Cosa vuol dire essere un Vanatruar

  • Essere un vanatruar è la completa sintesi tra vita al di fuori e dentro un culto iniziatico.
  • Un vanatruar gestisce la perfetta comunicazione tra vita e morte.
  • Opera per la morte e attraverso la morte, per alimentare la rinascita, la rigenerazione ciclica dell’abbondanza.
  • Per essere un vanatruar è necessario prendere parte a rituali misterici che completano la vita privata e sociale dell’individuo.
  • Per essere vanatruar bisogna esser pronti a rinunciare e sacrificare una parte del proprio “sé” agli Jötnar.
  • Per esser vanatruar bisogna partecipare ai corsi dove viene dottrinata l’opera esoterica dei Vanir e degli Jötnar.
  • Tutti i vanatruar devono godere dello stesso livello di preparazione poiché nessuno deve essere superiore all’altro ma complementare.
  • Un vanatruar conosce alla perfezione le pratiche sciamaniche, necromantiche e devozionali del Vanatrú, completamente in antitesi con l’ottica Asatrú esistenzialista e proiettata sull’uomo sociale, tematica che non viene contemplata nel nostro approccio.
  • Un vanatruar vive per la stregoneria, un vanatruar è stregoneria.

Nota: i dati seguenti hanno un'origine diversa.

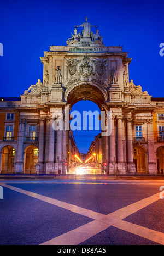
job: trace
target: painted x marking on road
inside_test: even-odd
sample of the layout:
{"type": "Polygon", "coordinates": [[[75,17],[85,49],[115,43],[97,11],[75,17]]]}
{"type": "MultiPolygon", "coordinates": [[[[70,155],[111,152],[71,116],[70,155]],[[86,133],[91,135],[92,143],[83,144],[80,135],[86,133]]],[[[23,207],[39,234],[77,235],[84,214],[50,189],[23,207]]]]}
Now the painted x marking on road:
{"type": "Polygon", "coordinates": [[[122,220],[126,217],[160,199],[160,193],[155,194],[107,215],[88,210],[4,183],[7,188],[37,198],[95,220],[42,243],[42,245],[77,245],[110,226],[164,244],[164,233],[122,220]]]}

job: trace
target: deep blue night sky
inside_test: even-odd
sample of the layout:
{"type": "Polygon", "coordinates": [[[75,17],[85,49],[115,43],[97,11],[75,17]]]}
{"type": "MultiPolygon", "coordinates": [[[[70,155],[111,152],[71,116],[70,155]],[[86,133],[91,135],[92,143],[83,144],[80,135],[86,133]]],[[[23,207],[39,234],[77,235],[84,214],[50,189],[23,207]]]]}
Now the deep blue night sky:
{"type": "MultiPolygon", "coordinates": [[[[164,97],[164,56],[159,54],[160,44],[164,42],[162,1],[3,2],[0,17],[0,43],[4,49],[0,57],[1,97],[19,97],[38,79],[42,81],[39,58],[43,51],[49,51],[50,45],[66,45],[74,26],[81,25],[86,16],[92,25],[98,26],[106,46],[122,45],[123,51],[132,58],[130,80],[149,95],[164,97]]],[[[86,141],[89,146],[91,141],[86,141]]],[[[79,150],[84,151],[82,147],[79,150]]]]}

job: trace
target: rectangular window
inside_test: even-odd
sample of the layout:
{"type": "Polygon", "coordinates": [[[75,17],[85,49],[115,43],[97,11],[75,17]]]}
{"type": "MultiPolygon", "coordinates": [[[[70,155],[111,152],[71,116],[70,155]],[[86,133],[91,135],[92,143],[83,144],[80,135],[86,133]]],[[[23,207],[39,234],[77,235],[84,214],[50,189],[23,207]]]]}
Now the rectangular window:
{"type": "Polygon", "coordinates": [[[164,114],[159,114],[159,120],[164,120],[164,114]]]}
{"type": "Polygon", "coordinates": [[[14,120],[14,114],[7,113],[7,120],[14,120]]]}
{"type": "Polygon", "coordinates": [[[34,140],[36,135],[36,125],[30,125],[29,126],[29,137],[32,140],[34,140]]]}
{"type": "Polygon", "coordinates": [[[5,137],[6,140],[11,140],[13,137],[13,126],[12,125],[7,125],[6,126],[5,137]]]}
{"type": "Polygon", "coordinates": [[[142,126],[136,126],[136,137],[137,140],[142,140],[142,126]]]}
{"type": "Polygon", "coordinates": [[[34,151],[34,157],[38,157],[39,155],[39,151],[38,148],[35,148],[34,151]]]}
{"type": "Polygon", "coordinates": [[[164,126],[159,126],[159,136],[160,138],[164,138],[164,126]]]}

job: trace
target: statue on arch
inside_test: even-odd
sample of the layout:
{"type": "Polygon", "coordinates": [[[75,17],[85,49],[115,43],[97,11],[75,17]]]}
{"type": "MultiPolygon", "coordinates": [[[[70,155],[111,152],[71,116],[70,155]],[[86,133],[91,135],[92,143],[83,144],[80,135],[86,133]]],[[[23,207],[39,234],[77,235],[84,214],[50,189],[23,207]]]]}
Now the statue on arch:
{"type": "Polygon", "coordinates": [[[111,84],[117,84],[118,81],[118,75],[116,69],[113,66],[110,71],[110,82],[111,84]]]}
{"type": "Polygon", "coordinates": [[[69,46],[70,44],[72,44],[73,43],[78,43],[81,39],[81,36],[80,33],[78,34],[77,29],[74,29],[74,35],[72,33],[72,37],[70,38],[68,38],[68,40],[66,41],[67,44],[69,46]]]}
{"type": "Polygon", "coordinates": [[[91,37],[91,27],[95,27],[97,29],[98,26],[92,26],[88,21],[88,18],[85,17],[85,21],[84,21],[81,25],[80,26],[75,26],[75,27],[83,27],[83,30],[82,31],[83,34],[83,38],[86,37],[86,38],[90,38],[91,37]]]}
{"type": "Polygon", "coordinates": [[[104,45],[103,42],[103,37],[100,36],[98,29],[96,29],[96,34],[93,34],[92,36],[92,40],[93,40],[95,43],[100,42],[102,45],[104,45]]]}
{"type": "Polygon", "coordinates": [[[43,82],[43,87],[48,87],[48,84],[49,84],[49,73],[48,71],[46,70],[45,73],[44,75],[44,82],[43,82]]]}
{"type": "Polygon", "coordinates": [[[31,85],[28,90],[26,90],[24,92],[25,95],[27,95],[28,93],[31,94],[39,94],[43,88],[43,84],[41,82],[40,79],[38,79],[38,82],[35,85],[31,85]],[[31,92],[29,91],[31,90],[31,92]]]}
{"type": "Polygon", "coordinates": [[[61,71],[60,69],[60,66],[57,66],[57,69],[55,70],[55,84],[62,83],[62,76],[61,71]]]}

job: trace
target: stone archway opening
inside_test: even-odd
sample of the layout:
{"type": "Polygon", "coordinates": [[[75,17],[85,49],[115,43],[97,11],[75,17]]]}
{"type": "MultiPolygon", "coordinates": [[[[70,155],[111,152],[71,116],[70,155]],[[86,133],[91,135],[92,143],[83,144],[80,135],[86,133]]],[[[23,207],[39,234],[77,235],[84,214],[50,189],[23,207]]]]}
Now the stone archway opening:
{"type": "MultiPolygon", "coordinates": [[[[92,174],[94,172],[96,173],[98,169],[98,173],[105,173],[103,170],[102,171],[102,169],[104,167],[102,163],[102,154],[105,155],[105,153],[103,154],[102,151],[105,149],[105,147],[103,147],[101,144],[101,120],[98,120],[98,119],[99,118],[100,112],[103,109],[103,106],[106,99],[107,95],[104,93],[104,92],[98,87],[91,84],[77,86],[72,89],[68,94],[67,103],[70,106],[71,115],[75,110],[79,110],[80,109],[80,115],[81,123],[80,125],[81,125],[81,130],[74,131],[73,133],[75,142],[79,149],[79,153],[81,156],[81,160],[83,162],[83,163],[77,163],[74,155],[68,155],[68,157],[70,162],[69,167],[71,168],[69,172],[72,171],[71,169],[72,170],[74,170],[72,167],[75,167],[77,165],[83,165],[83,166],[87,167],[87,171],[85,172],[85,174],[92,174]],[[85,113],[87,112],[88,114],[87,121],[88,126],[87,127],[83,126],[84,114],[83,115],[83,112],[85,113]],[[90,116],[89,113],[91,114],[90,116]],[[96,119],[99,122],[99,127],[96,119]],[[91,119],[93,122],[91,121],[89,124],[89,120],[91,121],[91,119]],[[92,126],[91,124],[93,124],[93,125],[92,126]],[[76,133],[77,134],[77,136],[76,133]],[[85,164],[85,162],[90,157],[90,154],[91,154],[91,157],[92,157],[85,164]],[[72,163],[74,163],[74,164],[72,163]]],[[[69,151],[68,151],[68,152],[69,151]]],[[[80,171],[81,173],[81,170],[80,171]]]]}
{"type": "Polygon", "coordinates": [[[15,149],[11,146],[5,146],[2,153],[1,173],[14,173],[15,149]]]}
{"type": "Polygon", "coordinates": [[[35,146],[29,146],[26,148],[25,151],[24,173],[36,174],[38,154],[38,148],[35,146]]]}
{"type": "Polygon", "coordinates": [[[72,107],[80,101],[91,101],[99,108],[107,99],[107,93],[96,85],[91,84],[79,85],[66,93],[67,103],[72,107]]]}
{"type": "Polygon", "coordinates": [[[164,170],[164,146],[159,147],[156,152],[157,172],[163,174],[164,170]]]}
{"type": "Polygon", "coordinates": [[[133,148],[133,161],[135,164],[137,173],[143,174],[148,172],[147,152],[143,147],[140,146],[134,147],[133,148]]]}

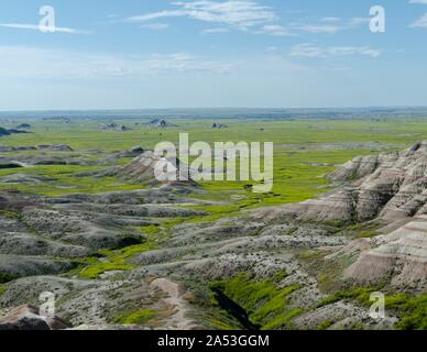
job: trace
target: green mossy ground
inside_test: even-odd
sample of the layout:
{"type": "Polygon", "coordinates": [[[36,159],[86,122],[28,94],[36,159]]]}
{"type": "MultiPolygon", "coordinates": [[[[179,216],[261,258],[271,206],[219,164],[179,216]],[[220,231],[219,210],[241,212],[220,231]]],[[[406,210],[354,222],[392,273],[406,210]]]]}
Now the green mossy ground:
{"type": "Polygon", "coordinates": [[[220,289],[242,307],[250,321],[263,330],[289,328],[289,321],[303,312],[302,309],[288,307],[288,296],[299,289],[298,285],[281,288],[274,280],[259,282],[242,273],[229,280],[211,283],[210,286],[220,289]]]}
{"type": "MultiPolygon", "coordinates": [[[[129,132],[100,131],[99,125],[105,121],[90,119],[72,121],[58,124],[52,121],[30,121],[33,129],[30,134],[14,134],[1,139],[2,145],[39,145],[39,144],[69,144],[76,152],[63,152],[58,155],[83,154],[92,158],[90,152],[83,150],[100,150],[96,157],[111,155],[113,151],[123,151],[135,145],[153,148],[157,142],[171,141],[177,143],[179,132],[188,132],[190,140],[214,142],[274,142],[274,188],[270,194],[256,195],[250,191],[248,182],[202,182],[204,195],[195,194],[205,200],[215,200],[218,205],[190,206],[196,210],[207,211],[206,217],[165,220],[160,226],[145,227],[141,232],[150,238],[149,243],[130,246],[119,251],[105,251],[105,257],[90,257],[80,260],[81,266],[73,271],[83,278],[92,279],[111,271],[129,271],[134,267],[129,264],[129,258],[158,248],[162,241],[167,240],[168,231],[182,222],[215,221],[225,217],[239,216],[241,210],[270,205],[283,205],[303,201],[319,196],[329,190],[330,184],[325,175],[354,156],[377,153],[369,147],[355,146],[346,148],[346,143],[377,142],[390,144],[387,151],[401,150],[414,142],[427,140],[427,124],[421,119],[351,119],[351,120],[179,120],[174,121],[178,128],[164,130],[142,127],[147,120],[117,120],[116,123],[133,128],[129,132]],[[139,122],[139,127],[134,127],[139,122]],[[229,128],[222,130],[210,129],[212,122],[225,123],[229,128]],[[325,147],[328,144],[329,147],[325,147]],[[83,152],[80,152],[83,151],[83,152]],[[230,200],[231,196],[239,196],[239,200],[230,200]]],[[[11,128],[12,125],[4,125],[11,128]]],[[[22,154],[39,154],[39,152],[24,152],[22,154]]],[[[3,153],[8,155],[8,153],[3,153]]],[[[19,153],[18,153],[19,154],[19,153]]],[[[13,155],[18,155],[13,153],[13,155]]],[[[9,155],[11,155],[9,153],[9,155]]],[[[120,160],[118,165],[123,165],[130,160],[120,160]]],[[[76,173],[96,172],[107,166],[35,166],[31,168],[1,169],[1,176],[14,173],[29,173],[55,178],[56,180],[32,185],[0,184],[1,189],[18,189],[24,193],[44,196],[59,196],[72,193],[97,194],[116,190],[133,190],[143,188],[143,185],[127,184],[116,177],[75,177],[76,173]]],[[[4,213],[2,213],[4,216],[4,213]]],[[[337,226],[337,224],[335,224],[337,226]]],[[[339,227],[344,224],[338,224],[339,227]]],[[[344,228],[343,228],[344,229],[344,228]]],[[[347,229],[351,237],[370,238],[375,235],[374,227],[353,227],[347,229]]],[[[325,253],[309,251],[302,253],[300,258],[316,266],[325,253]]],[[[318,276],[319,285],[326,292],[337,289],[337,273],[347,263],[338,266],[321,267],[318,276]]],[[[70,273],[69,273],[70,274],[70,273]]],[[[280,287],[280,277],[255,282],[245,274],[221,283],[218,287],[241,305],[249,314],[251,320],[264,329],[289,328],[289,321],[302,311],[288,307],[287,297],[298,289],[297,286],[280,287]]],[[[12,277],[0,275],[0,284],[7,283],[12,277]]],[[[0,286],[0,294],[4,290],[0,286]]],[[[332,294],[322,304],[330,304],[339,299],[351,299],[366,304],[370,288],[357,288],[332,294]]],[[[407,296],[404,294],[387,298],[392,311],[402,317],[396,329],[426,329],[426,296],[407,296]]],[[[212,318],[212,326],[221,329],[236,328],[232,319],[225,312],[212,318]],[[222,316],[221,316],[222,315],[222,316]]],[[[121,317],[125,323],[144,323],[155,318],[155,312],[143,309],[121,317]]],[[[327,329],[332,321],[324,322],[319,329],[327,329]]]]}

La più oscura, pericolosa e armoniosa poiché rispecchia esattamente l’essenza naturale delle cose.

Quindi se il vostro intento non è puro evitate di varcare la soglia, poiché il prezzo dell’infamia verrà saldato quando meno ve lo aspettate.

Se invece gli intenti sono puri, ben venuti nella vostra dimora, noi diventiamo voi e voi diventate noi, al servizio di una sola essenza: i Ragnarök.